Farr will lecture at Kayser Auditorium in the Hankamer School of Business at 3:30 p.m. Monday, Sept. 30, on "A Charge to Keep: Christian Responsibility Amid a Global Crisis in Religious Freedom."
While Christians no longer attack other Christians as they did in the Middle Ages, Western governments, including that of the United States, are doing little or nothing to stop the emerging crisis.
Farr will contest the view of the great theologian Hans Urs Von Balthasar, who in 1952 expressed confidence that Christian indifference to the suffering of fellow believers was a thing of the distant past:
"What a Christian of [the Middle Ages] could justify cannot be accepted today; otherwise, he would reveal himself to be an utter un-Christian. For in the meantime something new has been displayed among us. The medieval castle where people danced . . . above the . . . torture chambers has collapsed and will not be reconstructed . . . [N]o Christian today will be able to dance any longer, while one of his brothers suffers torture."

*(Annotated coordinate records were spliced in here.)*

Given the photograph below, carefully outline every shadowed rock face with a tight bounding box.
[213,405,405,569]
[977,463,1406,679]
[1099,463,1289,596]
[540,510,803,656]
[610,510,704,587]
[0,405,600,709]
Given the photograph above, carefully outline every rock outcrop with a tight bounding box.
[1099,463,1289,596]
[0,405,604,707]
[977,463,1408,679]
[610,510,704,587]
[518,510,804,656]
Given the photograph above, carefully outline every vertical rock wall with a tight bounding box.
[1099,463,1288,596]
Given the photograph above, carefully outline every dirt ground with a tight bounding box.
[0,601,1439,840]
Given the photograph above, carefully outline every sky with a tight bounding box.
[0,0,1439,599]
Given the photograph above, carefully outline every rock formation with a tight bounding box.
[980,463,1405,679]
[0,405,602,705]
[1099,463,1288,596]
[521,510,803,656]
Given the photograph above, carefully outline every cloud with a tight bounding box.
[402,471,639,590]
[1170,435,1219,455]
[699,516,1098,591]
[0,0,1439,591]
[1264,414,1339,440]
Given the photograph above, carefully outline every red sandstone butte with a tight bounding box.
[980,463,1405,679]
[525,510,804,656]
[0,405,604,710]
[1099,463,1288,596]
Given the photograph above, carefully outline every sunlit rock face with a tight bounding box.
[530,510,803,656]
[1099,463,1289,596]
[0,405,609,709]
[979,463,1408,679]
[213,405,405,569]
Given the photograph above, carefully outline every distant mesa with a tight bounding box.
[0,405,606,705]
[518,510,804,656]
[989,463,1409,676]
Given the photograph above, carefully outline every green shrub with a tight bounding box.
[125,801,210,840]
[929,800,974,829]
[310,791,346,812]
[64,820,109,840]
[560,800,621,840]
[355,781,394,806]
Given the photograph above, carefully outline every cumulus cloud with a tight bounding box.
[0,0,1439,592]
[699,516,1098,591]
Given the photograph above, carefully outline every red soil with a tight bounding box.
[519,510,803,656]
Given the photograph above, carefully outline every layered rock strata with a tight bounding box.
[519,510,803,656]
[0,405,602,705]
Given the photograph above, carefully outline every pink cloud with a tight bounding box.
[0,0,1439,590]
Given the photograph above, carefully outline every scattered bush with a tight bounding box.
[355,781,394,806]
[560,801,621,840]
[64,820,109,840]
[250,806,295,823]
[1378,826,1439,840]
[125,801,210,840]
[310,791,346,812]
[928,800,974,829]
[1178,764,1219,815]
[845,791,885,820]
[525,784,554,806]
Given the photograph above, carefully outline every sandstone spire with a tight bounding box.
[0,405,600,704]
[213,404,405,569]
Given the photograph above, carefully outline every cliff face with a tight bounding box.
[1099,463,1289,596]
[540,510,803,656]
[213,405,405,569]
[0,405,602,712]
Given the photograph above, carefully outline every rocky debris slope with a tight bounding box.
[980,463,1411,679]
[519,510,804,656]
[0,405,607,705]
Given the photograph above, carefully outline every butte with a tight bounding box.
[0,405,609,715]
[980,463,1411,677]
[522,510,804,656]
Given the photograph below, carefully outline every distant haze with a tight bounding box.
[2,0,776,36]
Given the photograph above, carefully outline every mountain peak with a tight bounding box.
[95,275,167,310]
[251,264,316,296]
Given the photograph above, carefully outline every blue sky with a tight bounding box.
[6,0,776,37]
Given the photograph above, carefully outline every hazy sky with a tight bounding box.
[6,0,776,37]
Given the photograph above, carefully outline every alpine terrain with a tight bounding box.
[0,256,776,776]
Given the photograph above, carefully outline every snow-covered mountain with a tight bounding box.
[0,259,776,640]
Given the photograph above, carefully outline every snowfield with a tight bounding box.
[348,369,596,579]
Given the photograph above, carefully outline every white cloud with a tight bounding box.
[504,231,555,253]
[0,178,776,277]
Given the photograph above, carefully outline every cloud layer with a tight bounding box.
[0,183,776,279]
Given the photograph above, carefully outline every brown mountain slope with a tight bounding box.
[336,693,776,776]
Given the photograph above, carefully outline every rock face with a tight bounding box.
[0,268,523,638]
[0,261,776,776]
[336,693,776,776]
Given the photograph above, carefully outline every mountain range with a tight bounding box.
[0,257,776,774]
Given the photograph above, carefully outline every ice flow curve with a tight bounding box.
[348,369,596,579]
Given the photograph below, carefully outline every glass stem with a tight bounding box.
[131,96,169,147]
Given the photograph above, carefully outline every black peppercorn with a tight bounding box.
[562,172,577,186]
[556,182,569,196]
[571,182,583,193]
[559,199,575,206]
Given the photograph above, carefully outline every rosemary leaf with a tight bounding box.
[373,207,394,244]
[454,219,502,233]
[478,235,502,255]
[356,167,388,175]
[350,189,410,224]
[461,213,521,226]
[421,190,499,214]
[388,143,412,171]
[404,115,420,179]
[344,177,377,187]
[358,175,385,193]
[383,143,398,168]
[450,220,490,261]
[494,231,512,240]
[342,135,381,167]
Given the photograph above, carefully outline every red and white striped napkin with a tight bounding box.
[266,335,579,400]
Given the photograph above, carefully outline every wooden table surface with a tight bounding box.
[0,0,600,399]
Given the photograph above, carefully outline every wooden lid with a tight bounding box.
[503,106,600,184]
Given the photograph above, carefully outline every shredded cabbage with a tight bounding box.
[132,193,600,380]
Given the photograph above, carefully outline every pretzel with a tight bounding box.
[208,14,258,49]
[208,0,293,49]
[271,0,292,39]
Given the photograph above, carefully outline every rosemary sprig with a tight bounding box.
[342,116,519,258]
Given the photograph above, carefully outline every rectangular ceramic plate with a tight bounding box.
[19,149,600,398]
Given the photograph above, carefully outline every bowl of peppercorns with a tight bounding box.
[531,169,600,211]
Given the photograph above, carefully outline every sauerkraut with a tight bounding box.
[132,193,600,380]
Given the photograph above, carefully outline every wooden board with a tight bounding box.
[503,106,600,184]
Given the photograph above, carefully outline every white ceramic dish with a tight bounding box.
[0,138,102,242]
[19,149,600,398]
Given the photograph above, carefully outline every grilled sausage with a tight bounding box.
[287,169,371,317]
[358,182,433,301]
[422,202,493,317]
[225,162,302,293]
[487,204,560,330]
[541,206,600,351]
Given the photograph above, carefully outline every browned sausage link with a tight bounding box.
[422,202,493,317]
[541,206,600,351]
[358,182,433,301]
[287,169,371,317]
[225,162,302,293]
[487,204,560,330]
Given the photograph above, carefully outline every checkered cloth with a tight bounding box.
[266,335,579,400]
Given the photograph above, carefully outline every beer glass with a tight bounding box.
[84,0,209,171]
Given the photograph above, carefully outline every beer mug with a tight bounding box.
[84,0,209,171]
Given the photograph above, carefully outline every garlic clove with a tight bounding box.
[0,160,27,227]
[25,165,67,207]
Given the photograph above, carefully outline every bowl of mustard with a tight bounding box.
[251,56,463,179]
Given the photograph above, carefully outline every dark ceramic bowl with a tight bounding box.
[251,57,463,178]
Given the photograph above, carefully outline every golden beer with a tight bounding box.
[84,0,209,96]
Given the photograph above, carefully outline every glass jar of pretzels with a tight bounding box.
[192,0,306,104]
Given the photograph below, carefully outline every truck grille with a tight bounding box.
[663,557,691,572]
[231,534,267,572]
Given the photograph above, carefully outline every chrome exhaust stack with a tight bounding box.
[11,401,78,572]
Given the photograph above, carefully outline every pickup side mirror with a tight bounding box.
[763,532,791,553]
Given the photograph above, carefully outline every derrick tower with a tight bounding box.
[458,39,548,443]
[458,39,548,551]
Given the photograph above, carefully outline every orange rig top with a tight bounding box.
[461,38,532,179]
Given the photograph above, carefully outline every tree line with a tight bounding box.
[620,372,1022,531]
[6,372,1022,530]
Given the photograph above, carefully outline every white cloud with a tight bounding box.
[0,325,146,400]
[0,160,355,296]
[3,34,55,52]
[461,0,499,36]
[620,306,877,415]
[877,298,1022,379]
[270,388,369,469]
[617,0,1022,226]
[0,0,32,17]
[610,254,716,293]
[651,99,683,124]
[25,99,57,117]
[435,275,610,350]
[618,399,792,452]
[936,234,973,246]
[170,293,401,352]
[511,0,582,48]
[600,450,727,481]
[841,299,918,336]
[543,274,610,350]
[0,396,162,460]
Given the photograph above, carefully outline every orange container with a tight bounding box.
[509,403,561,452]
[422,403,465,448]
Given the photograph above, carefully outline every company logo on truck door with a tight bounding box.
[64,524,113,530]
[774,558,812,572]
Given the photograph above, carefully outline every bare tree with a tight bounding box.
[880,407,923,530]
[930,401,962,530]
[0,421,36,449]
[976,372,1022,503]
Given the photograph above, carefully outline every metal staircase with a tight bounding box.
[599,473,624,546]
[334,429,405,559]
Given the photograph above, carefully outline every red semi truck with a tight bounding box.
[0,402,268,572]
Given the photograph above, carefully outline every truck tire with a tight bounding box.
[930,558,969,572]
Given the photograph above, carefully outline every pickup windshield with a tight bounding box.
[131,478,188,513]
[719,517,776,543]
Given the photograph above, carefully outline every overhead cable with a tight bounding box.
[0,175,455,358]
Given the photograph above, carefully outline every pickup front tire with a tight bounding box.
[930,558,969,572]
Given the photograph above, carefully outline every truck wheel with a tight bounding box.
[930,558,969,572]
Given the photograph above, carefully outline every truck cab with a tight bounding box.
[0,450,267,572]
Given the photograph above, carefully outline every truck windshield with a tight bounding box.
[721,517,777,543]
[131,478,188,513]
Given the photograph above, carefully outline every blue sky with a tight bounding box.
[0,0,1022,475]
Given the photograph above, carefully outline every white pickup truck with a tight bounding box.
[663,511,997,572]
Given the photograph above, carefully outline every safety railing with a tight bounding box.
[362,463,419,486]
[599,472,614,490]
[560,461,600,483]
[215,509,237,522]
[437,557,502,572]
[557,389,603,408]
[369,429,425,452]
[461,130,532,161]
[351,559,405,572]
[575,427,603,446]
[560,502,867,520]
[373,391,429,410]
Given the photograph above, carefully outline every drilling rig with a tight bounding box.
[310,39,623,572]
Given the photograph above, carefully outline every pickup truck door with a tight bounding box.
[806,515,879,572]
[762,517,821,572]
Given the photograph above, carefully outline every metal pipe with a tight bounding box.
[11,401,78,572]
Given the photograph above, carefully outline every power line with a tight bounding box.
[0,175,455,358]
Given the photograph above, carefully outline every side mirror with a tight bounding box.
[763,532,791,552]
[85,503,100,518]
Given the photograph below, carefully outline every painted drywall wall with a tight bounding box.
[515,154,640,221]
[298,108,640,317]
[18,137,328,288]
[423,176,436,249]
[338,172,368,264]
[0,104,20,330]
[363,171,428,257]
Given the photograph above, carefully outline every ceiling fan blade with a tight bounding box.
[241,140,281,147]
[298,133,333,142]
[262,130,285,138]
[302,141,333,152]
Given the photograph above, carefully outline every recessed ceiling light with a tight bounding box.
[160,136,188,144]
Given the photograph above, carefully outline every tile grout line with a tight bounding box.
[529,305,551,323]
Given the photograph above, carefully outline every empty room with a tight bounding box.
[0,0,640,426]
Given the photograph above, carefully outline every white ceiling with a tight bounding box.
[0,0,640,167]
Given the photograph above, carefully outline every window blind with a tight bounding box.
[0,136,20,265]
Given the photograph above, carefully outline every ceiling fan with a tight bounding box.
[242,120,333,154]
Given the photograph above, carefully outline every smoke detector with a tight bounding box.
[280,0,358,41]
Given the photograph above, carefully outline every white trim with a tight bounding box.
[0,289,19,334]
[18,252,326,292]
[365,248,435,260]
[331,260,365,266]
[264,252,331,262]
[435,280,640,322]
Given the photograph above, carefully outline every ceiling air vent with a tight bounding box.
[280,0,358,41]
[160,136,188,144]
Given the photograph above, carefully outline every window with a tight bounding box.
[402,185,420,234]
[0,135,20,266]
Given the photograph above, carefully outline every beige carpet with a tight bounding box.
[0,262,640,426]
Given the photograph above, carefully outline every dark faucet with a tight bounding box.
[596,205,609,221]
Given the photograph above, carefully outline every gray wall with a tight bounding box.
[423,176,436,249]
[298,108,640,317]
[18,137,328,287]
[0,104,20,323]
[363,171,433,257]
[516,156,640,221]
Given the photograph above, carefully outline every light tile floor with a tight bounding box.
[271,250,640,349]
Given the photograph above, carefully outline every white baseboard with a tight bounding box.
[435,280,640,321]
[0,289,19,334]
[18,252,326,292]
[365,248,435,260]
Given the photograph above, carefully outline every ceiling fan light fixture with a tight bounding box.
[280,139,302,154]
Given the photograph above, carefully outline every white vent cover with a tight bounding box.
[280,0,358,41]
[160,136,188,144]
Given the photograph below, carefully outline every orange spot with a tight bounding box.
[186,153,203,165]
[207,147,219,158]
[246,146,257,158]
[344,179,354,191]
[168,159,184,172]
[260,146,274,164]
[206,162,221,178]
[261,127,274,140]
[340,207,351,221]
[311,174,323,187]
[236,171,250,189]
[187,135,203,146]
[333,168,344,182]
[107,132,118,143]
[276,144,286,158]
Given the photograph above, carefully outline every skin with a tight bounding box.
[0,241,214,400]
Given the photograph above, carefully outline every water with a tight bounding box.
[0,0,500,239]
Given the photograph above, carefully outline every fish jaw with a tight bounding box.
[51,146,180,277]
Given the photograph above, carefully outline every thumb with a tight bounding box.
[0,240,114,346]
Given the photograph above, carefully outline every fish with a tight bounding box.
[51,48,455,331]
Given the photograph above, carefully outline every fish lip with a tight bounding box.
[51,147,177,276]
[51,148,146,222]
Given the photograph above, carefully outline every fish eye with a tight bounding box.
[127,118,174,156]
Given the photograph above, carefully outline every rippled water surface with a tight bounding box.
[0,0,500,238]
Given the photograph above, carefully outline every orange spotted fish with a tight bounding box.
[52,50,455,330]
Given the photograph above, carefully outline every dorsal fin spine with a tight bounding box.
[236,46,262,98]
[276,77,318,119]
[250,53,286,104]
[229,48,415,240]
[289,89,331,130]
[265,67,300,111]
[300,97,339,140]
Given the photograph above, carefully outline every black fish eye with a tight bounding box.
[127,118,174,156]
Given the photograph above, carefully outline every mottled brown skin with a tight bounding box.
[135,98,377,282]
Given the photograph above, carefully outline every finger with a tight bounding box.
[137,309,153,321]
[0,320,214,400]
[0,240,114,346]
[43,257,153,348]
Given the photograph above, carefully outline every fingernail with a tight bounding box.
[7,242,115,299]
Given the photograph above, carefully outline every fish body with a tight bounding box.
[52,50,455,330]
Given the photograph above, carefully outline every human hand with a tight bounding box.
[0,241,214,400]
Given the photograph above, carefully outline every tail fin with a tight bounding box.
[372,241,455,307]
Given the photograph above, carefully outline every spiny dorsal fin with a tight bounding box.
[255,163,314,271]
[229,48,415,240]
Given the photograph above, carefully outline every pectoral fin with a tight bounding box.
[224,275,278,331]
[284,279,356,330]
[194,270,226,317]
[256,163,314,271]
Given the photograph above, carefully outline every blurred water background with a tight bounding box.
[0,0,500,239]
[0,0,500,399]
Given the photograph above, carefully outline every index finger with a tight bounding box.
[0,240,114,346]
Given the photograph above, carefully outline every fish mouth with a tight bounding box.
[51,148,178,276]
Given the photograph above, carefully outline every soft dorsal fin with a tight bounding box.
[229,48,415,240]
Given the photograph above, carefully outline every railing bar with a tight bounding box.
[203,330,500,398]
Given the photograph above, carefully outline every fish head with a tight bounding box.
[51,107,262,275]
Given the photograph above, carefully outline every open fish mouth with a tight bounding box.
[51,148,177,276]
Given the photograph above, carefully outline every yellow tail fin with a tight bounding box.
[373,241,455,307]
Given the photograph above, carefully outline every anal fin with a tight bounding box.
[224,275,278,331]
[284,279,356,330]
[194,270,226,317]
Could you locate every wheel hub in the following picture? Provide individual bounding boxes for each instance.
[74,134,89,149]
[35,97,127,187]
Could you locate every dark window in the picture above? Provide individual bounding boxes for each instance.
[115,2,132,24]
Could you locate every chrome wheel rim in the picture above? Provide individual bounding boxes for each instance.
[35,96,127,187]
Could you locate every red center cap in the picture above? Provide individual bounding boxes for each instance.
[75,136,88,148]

In his address to the Baylor community, Farr will take on the underlying causes of US foreign policy failures, including the decline of America's "first freedom." He will discuss Christian responsibility in an age of growing hostility toward religion in general and Christianity in particular, arguing that what Christians do, and what they fail to do, at this moment in history will have enormous consequences for America's domestic well-being, its national security and international peace.
Thomas F. Farr is Visiting Associate Professor of Religion and International Affairs at the Edmund A. Walsh School of Foreign Service, Georgetown University. He directs the Religious Freedom Project and the Program on Religion and US Foreign Policy at Georgetown's Berkley Center for Religion, Peace, and World Affairs, where he is a senior fellow. He is also a senior fellow at the Witherspoon Institute in Princeton, N.J.
A graduate of Mercer University, with a Ph.D. in history from the University of North Carolina, Farr has served in the U.S. Army and the American Foreign Service. As an Army officer he taught history at the U.S. Military Academy in West Point and served as Adjutant General of the Army's Transportation Command in Europe.
Early in his Foreign Service career, Farr specialized in strategic military policy and political affairs. During the Cold War, he helped develop U.S. strategic nuclear policy and was part of the U.S. negotiating team in the U.S.-Soviet arms control talks in Geneva. He also taught international relations at the U.S. Air Force Academy in Colorado Springs.
Farr is a contributing editor for the Review of Faith and International Affairs and has published widely on religious freedom and its implications.
Kayser Auditorium is in the Cashion Building of the Hankamer School of Business, 1400 S. Fourth St.